Quote from: quozlThe Incredibles is mindless fun.  It has great visuals with great action and humor but as for givining you something to think about, it has the message of a 30-second commerical.
Wrong! Sorry but wrong. It's as smart a movie as I've seen in a long time. Do you have kids?

-Vincent

lumpley

Oh and Lord I hope you read that Jonathan as kind of light and bantery and open, the way I'd say it in person, not as it looks.

-Vincent

Ben Lehman

The Incredibles is a superhero movie.  Superheroes are, by definition, Nietzchean (or however you spell his name).  If you consider that right-wing, then yes, the movie has that.

Do you read any superhero comic, ever?  The Incredibles is *much less* propoganda than that.

Also, it is the awesome.

yrs--
--Ben

Sean

Nietzsche's actual political philosophy, boiled down to a catch phrase or two, is that aesthetics trumps everything else where principles of social organization are concerned. The 'overman' is not Superman or Hitler, but what humanity might make of itself now that God is dead and we have to choose our values for ourselves, without any sort of divine warrant.

That's not a recognizable form of leftism, but it's not really a right-wing view either. Though it can easily lead to fascist forms of social organization, in the name of whatever higher aesthetic principles one is aiming for.

Nietzsche's critique of the Nazis, had he lived to see them, would have been similar to his critique of the anti-semites of his own day: they were boring. Not evil, just boring and crude.

I don't share Nietsche's views as I understand them.

No doubt, since I am on the left, I must be dour and humorless, and must therefore have been entirely serious about avoiding all forms of entertainment that conflict with my politics.

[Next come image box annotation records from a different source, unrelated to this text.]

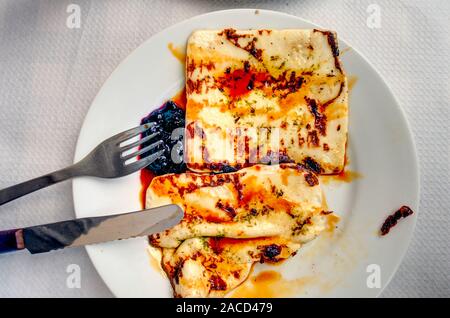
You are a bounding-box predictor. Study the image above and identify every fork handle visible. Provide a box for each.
[0,165,81,205]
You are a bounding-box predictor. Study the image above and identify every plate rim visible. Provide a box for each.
[71,8,421,297]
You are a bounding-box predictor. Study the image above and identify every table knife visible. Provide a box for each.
[0,204,184,254]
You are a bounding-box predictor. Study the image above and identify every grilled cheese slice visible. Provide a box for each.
[185,29,348,174]
[162,237,300,298]
[146,164,326,248]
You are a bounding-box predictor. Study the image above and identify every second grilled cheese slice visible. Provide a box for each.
[162,237,300,298]
[146,164,326,248]
[186,29,348,174]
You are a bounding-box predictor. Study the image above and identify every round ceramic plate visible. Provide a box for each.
[73,9,419,297]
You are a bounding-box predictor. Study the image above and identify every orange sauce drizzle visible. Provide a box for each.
[348,75,358,92]
[172,87,187,110]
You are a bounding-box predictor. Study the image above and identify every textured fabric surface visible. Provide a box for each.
[0,0,450,297]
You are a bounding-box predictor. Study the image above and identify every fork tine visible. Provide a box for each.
[122,140,163,161]
[125,150,164,174]
[111,122,155,144]
[120,131,159,151]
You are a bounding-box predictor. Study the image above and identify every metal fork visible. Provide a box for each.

All this comes off as snarky - don't mean to snark at you, Ben. Thanks for the information on the film, everyone. Here's a question: why would a reviewer even think the film was right-wing propaganda, since I was misled? Is it just the superheroes thing as a bare fact? Or are there other weird background bits, like the government driving superheroes out of business through regulation or something?

lumpley

Oh yeah, litigation does force the superheroes underground. Also the supervillain says that after he's had his fun he's going to give to everyone the technology he has for being super, so no one will be super anymore.